Compliance Tips and Best Practices

Practical tips to make your gap analysis and remediation program effective:

  • Automate evidence collection where possible (scheduled exports from IAM consoles, weekly vulnerability scan exports).
  • Use a pragmatic retention policy aligned to national law — store logs in an immutable storage tier if required by statute.
  • Assign clear owners and SLA-driven timelines for remediation; use a ticketing system (Jira/Trello) synced to the mapping spreadsheet.
  • Keep a remediation playbook for common fixes (enable MFA, implement account uniqueness, apply vendor patches) so technicians can act quickly.
  • Run periodic internal audits and tabletop exercises that reference your gap analysis to test evidence sufficiency and incident response linkage.

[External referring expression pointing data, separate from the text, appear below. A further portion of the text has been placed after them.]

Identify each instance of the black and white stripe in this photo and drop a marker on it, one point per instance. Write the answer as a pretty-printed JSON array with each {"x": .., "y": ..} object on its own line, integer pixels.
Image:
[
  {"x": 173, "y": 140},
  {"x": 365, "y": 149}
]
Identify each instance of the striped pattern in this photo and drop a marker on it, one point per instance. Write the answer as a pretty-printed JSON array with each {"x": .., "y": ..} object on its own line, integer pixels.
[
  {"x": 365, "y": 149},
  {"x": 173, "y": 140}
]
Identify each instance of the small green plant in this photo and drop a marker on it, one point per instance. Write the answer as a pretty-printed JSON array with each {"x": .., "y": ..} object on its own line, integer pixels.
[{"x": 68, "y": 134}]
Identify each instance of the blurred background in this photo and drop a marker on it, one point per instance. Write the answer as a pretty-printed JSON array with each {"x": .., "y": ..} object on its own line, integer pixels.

Summary: Performing a gap analysis against ECC – 2 : 2024 Control 1-7-1 is a sequence of scoping, mapping, evidence collection, scoring, and prioritized remediation that aligns technical controls to legal requirements. For small businesses, the emphasis should be on realistic scope, clear ownership, automation of evidence, and quick wins (MFA, unique accounts, patching) to reduce exposure. With a documented mapping matrix, objective scoring rubric, and retained evidence, you can demonstrate compliance to auditors and meet national law obligations while reducing real operational risk.